Both Euro bonds and Euro credit (Euro currency) financing have their advantages and disadvantages. For a given company, under specific circumstances, one method of financing may be preferred to the other. The major differences are:
1. Cost of borrowing
Euro bonds are issued in both fixed rate and floating rate forms. Fixed rate bonds are an attractive exposure management tool since the known long-term currency inflows can be offset by the known long-term outflows in the same currency. In contrast, Euro currency loans carry variable rates.
2. Maturity
Euro bonds have longer maturities while the period of borrowing in the Euro currency market has tended to lengthen over time.
3. Size of the issue
Earlier, the funds available for lending at any time have been much more in the inter-bank market than in the bond market. But of late, this situation does not hold true.
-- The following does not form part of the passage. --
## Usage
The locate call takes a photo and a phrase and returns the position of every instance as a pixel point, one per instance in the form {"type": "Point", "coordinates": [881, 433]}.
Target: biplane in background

Moreover, although in the past the flotation costs of a Euro currency loan have been much lower than a Euro bond (about 0.5 % of the total loan amount versus about 2.25 % of the face value of a Euro bond issue), compensation has worked to lower Euro bond flotation costs.
4. Flexibility
In a Euro bond issue, the funds must be drawn in one sum on a fixed date and repaid according to a fixed schedule, unless the borrower pays a substantial prepayment penalty. By contrast, the drawdown in a floating rate loan can be staggered to suit the borrower’s needs and can be repaid in whole or in part at any time, often without penalty. Moreover, a Euro currency loan with a multi-currency clause enables the borrower to switch currencies on any roll-over date, whereas switching the denomination of a Euro bond from currency A to currency B would require a costly, combined, refunding and reissuing operation.
5. Speed
Funds can be raised by a known borrower very quickly in the Euro currency market. Often, a period of two to three weeks should suffice. A Euro bond financing generally takes more time, though the difference is becoming less significant.